Extending the scope of the phpBB cache

Discussion of general topics related to the new version and its place in the world. Don't discuss new features, report bugs, ask for support, et cetera. Don't use this to spam for other boards or attack those boards!
Forum rules
Discussion of general topics related to the new release and its place in the world. Don't discuss new features, report bugs, ask for support, et cetera. Don't use this to spam for other boards or attack those boards!
TerryE
Registered User
Posts: 95
Joined: Sat May 23, 2009 12:24 am
Contact:

Extending the scope of the phpBB cache

Post by TerryE »

This thread is just to float an idea about performance that might be a later 3.x or 4.0 option. The phpBB architecture already uses caching at an application level to move a lot of the processing of the style templates from a per-page runtime costs to a one-off preprocess to generate the tpl_* module in the cache directory.

We seem to be in the process of refactoring areas of the current implementation into normalised modules to enhance the maintainability of the source base. Whilst this has many benefits, this also means for a "compile and go" language like PHP that the source becomes more fragmented and therefore the number of modules that need to be loaded in order to generate a page is continuing to rise. This isn't a significant problem for high volume boards which have implemented a PHP code accelerator cache (e.g. Xcache). However for lower volume boards, they won't have such caching and the php source files will be slowly cycled out of the file system cache; each extra module to be loaded can require an extra two seeks when this happens, leading to an extra time delay of perhaps 0.1-0.3 secs on page rendering response. These loads can all build up to quite material response delays.

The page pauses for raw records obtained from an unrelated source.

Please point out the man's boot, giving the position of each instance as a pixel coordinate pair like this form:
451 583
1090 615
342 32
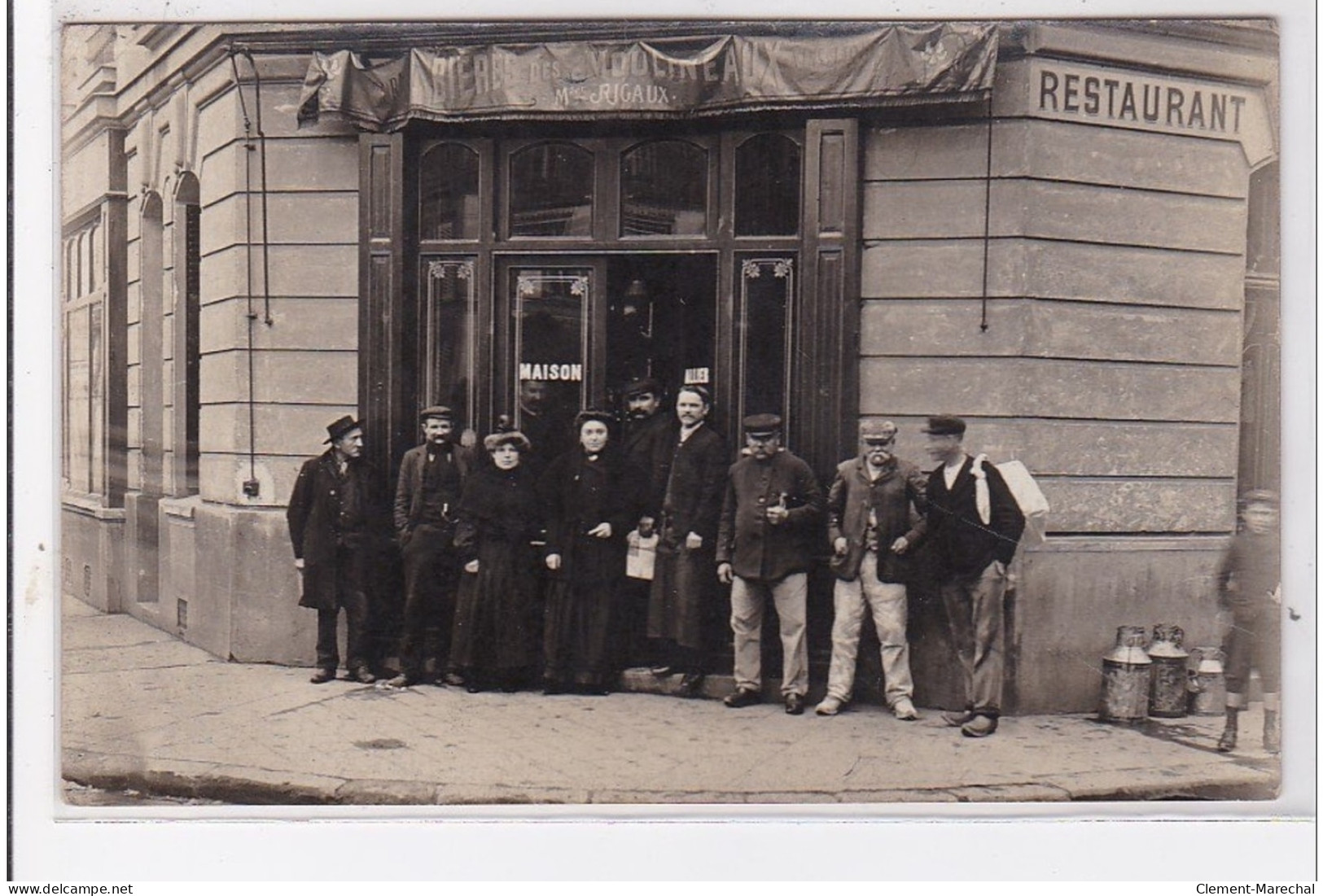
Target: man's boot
1227 743
1272 723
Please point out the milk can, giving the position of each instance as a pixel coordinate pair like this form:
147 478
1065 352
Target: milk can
1125 678
1170 694
1207 681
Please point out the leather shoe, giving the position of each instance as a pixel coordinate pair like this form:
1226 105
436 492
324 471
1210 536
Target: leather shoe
958 719
743 698
830 706
979 726
691 684
904 710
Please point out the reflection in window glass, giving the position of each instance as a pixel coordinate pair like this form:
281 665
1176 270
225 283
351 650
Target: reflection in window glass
766 290
768 186
448 207
663 190
450 336
550 190
550 353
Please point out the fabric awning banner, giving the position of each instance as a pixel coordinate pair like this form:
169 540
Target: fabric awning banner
878 65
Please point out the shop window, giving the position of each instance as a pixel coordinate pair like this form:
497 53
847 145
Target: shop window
449 196
186 351
84 369
550 190
663 190
768 173
448 326
766 291
550 362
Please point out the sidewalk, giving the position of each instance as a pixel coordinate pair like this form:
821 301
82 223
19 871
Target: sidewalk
144 711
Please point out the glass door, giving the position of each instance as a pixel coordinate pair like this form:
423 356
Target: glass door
554 355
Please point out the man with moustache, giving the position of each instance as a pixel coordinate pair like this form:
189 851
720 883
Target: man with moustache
335 521
870 509
432 480
691 506
649 440
769 525
974 527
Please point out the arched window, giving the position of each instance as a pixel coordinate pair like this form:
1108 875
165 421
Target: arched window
768 173
550 190
449 197
663 190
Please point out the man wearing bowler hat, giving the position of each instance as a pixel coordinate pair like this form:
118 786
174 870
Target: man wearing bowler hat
335 523
769 525
974 527
432 479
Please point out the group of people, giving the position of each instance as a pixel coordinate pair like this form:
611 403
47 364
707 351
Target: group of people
520 572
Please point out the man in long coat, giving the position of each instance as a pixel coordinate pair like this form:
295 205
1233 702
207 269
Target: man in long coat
336 523
649 447
974 527
691 508
432 480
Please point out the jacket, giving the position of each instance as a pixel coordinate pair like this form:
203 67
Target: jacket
899 488
694 485
650 446
409 504
753 546
318 534
577 495
961 544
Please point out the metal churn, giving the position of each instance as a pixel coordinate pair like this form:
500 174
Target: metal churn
1207 681
1170 694
1125 677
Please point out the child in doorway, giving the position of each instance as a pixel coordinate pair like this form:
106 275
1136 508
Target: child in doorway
1249 588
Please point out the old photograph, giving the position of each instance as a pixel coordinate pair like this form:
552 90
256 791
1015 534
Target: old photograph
681 413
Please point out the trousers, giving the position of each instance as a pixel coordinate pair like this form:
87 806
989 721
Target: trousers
353 601
888 605
432 578
747 603
977 620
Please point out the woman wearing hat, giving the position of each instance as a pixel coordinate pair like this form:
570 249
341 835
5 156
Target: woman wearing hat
590 499
493 640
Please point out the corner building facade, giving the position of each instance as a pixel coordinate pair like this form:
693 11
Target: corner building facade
1062 231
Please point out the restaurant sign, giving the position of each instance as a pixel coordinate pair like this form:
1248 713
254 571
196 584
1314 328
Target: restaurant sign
1145 102
856 65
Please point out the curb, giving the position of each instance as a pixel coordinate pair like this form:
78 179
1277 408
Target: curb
254 787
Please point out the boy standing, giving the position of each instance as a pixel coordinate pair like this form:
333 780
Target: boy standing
1249 587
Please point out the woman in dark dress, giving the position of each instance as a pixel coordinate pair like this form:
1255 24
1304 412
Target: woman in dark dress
590 499
499 517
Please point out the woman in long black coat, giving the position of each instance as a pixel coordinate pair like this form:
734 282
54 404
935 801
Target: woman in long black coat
499 518
592 497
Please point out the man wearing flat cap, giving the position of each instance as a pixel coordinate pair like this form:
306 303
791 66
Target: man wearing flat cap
432 480
974 527
336 523
770 521
874 518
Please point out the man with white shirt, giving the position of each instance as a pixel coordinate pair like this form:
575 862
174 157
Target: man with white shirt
874 517
691 508
974 527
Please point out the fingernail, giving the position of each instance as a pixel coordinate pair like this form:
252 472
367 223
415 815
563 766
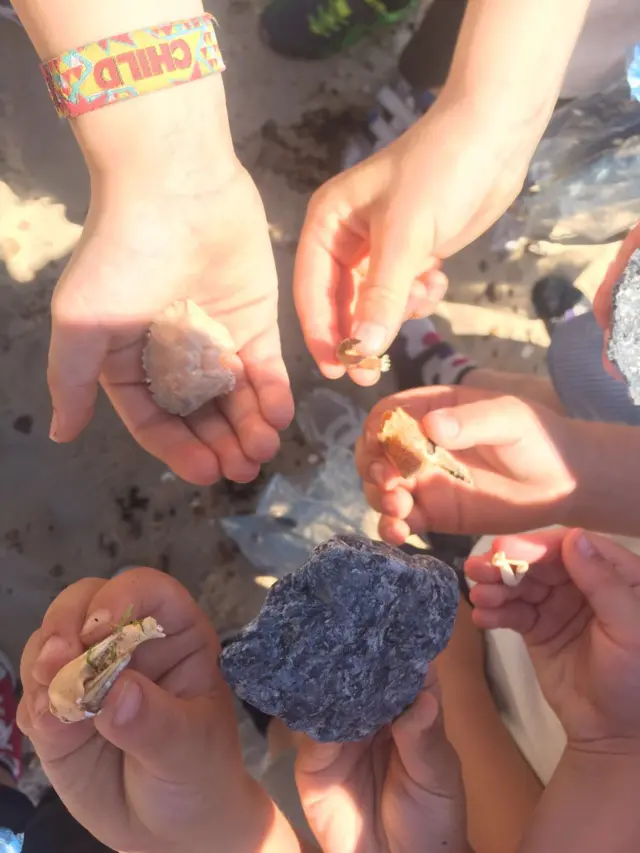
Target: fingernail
97 620
447 423
54 648
128 704
585 547
40 704
376 473
372 338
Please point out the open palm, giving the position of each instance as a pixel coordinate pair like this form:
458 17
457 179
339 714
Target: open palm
133 261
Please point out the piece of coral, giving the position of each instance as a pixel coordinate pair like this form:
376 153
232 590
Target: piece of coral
79 688
341 647
624 334
186 358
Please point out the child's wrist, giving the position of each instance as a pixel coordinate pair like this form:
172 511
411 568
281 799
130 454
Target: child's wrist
177 136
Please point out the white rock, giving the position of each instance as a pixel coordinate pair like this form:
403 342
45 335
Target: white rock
185 358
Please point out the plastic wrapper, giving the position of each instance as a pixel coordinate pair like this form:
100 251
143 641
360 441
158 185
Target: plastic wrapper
328 419
291 519
584 180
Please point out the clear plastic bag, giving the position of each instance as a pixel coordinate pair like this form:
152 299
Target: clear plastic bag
290 520
584 180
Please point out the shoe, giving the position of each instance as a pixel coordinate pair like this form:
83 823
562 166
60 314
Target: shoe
316 29
10 734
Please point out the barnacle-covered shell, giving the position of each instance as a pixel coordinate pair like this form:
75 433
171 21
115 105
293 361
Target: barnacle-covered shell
185 358
80 687
411 451
347 353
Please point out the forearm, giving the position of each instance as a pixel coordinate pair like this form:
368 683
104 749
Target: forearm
258 827
501 789
590 805
605 461
511 58
177 130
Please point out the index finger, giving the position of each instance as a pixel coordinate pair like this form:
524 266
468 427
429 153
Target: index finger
602 300
322 280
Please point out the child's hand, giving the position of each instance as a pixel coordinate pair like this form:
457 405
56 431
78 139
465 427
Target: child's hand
160 768
578 609
374 235
396 792
602 301
521 457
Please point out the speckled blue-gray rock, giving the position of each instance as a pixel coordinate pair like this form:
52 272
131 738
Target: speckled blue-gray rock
341 646
624 335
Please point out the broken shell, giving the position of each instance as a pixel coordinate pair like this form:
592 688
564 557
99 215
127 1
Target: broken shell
348 355
79 689
184 358
410 450
512 572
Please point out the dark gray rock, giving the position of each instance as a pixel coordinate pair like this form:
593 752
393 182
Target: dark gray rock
624 338
341 646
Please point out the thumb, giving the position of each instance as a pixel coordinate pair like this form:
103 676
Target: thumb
76 356
163 732
605 573
495 421
399 255
423 749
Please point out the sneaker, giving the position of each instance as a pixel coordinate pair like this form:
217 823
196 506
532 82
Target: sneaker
316 29
10 735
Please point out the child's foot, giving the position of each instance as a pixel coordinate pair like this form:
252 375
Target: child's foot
10 735
419 357
315 29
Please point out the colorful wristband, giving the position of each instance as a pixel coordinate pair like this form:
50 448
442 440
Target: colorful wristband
137 63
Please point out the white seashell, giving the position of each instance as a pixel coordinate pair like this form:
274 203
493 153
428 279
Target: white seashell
184 358
79 689
512 572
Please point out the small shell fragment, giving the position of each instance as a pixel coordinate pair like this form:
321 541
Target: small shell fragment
512 572
410 450
348 355
79 689
184 358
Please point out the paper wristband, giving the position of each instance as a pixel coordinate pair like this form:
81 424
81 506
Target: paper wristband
136 63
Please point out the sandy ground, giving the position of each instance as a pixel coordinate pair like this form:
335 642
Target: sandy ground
88 508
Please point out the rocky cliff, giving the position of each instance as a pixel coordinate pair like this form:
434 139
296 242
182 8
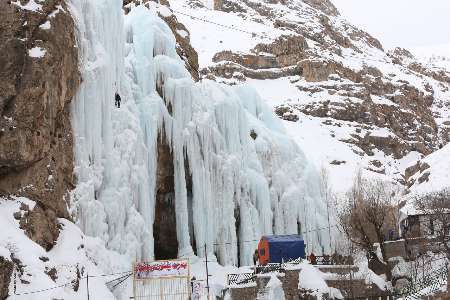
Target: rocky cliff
382 109
38 78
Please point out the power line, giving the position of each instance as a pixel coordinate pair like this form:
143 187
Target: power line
218 24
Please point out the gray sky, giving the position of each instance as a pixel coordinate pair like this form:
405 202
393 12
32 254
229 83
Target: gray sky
405 23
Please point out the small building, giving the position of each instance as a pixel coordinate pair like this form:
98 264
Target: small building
280 248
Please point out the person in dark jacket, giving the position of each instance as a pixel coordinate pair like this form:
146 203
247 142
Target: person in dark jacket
118 100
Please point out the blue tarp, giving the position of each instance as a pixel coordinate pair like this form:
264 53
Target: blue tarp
285 247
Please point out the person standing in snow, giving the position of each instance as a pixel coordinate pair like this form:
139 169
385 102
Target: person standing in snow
255 257
117 100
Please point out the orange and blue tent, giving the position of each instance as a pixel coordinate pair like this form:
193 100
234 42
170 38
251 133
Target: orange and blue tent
280 248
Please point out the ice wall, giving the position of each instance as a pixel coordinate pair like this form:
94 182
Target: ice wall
242 186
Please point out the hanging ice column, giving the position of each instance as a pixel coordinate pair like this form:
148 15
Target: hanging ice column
243 185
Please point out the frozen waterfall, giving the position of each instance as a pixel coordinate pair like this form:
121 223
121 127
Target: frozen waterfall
246 177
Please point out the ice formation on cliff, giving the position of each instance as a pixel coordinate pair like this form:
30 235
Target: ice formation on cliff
266 182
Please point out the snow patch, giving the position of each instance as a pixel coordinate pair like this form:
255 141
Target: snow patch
37 52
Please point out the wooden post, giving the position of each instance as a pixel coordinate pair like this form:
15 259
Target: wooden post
207 273
87 284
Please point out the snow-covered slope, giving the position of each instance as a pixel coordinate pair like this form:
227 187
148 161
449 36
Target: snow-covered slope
357 106
61 272
236 173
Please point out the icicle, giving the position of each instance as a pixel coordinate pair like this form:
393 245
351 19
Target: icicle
241 163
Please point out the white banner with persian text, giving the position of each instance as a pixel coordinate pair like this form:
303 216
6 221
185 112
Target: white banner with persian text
148 270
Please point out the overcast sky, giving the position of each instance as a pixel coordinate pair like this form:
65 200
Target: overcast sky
405 23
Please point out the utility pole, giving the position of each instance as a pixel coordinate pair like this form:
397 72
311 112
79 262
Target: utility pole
207 273
87 284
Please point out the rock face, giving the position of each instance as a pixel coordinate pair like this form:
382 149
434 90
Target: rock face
184 48
392 104
38 78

At the moment the template preprocessing removes the runtime overhead of mapping the various <!-- block --> tags onto the conditional code to do this work. This is independent of language so a lot of error checking and binding has to be retained at runtime, but this could largely be eliminated by the following changes:
  • Instead of generating a tpl module per style/HTML_template we generate a compiled_template class module per style/language/display_page. that is tpl_prosilver_forumlist_body.html.php is replaced by tpl_prosilver_en_forumlist.html.php:
  • The common and page specific language files are preprocessed at template generation, and the results rolled up into a get_lang method -- which is probably just an unserialize call to an embedded (and rather large) literal. This template needs to be bound before language references are needed and this call to a get_lang() method can then replace the includes of the language files. (OK, there are a some rare early error conditions which require language strings before this call point but these can be handled by a lazy include of common.php.)
  • This denormalisation may see to be a combinatorial explosion, but in reality few forums implement more than one or two languages and only one language / style combination is ever needed per request.
  • This also means that we can hoist a lot more error checking into the compile phase (such as comparing language X to EN and flagging missing keys) and log this for review in the ACP.
  • Most language string can be bound at preprocessing time so whilst a "{L_PRINT_TOPIC}" reference currently generates "<?php echo ((isset($this->_rootref['L_PRINT_TOPIC'])) ? $this->_rootref['L_PRINT_TOPIC'] : ((isset($user->lang['PRINT_TOPIC'])) ? $user->lang['PRINT_TOPIC'] : '{ PRINT_TOPIC }')); ?>);" this would now be replaced by the literal value of the PRINT_TOPIC string, etc.
  • Because the tpl is a proper class we can split out default setting for variables into a separate method so that the main display doesn't need to embed the convolved isset() conditionals. It would just include at it's head a $this->set_defaults() call.
  • Include files could also be rolled up at preprocessing time. Hence where a page currently loads 5-6 tpl and language files, these would be replaced by a single cache module which will be smaller and leaner than their combined size.
  • This approach would only need small changes at a source level since the guts would be included in the template classes.
Reactions and thoughts?

User avatar
naderman
Consultant
Posts: 1727
Joined: Sun Jan 11, 2004 2:11 am
Location: Berlin, Germany
Contact:

Re: Extending the scope of the phpBB cache

Post by naderman »

Generally I think compiling language variables into the templates is a good idea and we've been discussing this a bit (not in detail) for 3.2. The questions I have are: how effective is this? Especially since there are language variables assigned dynamically which we cannot compile into the template right away. And how to deal language files that are dynamically loaded at a later point? or should that just not be allowed?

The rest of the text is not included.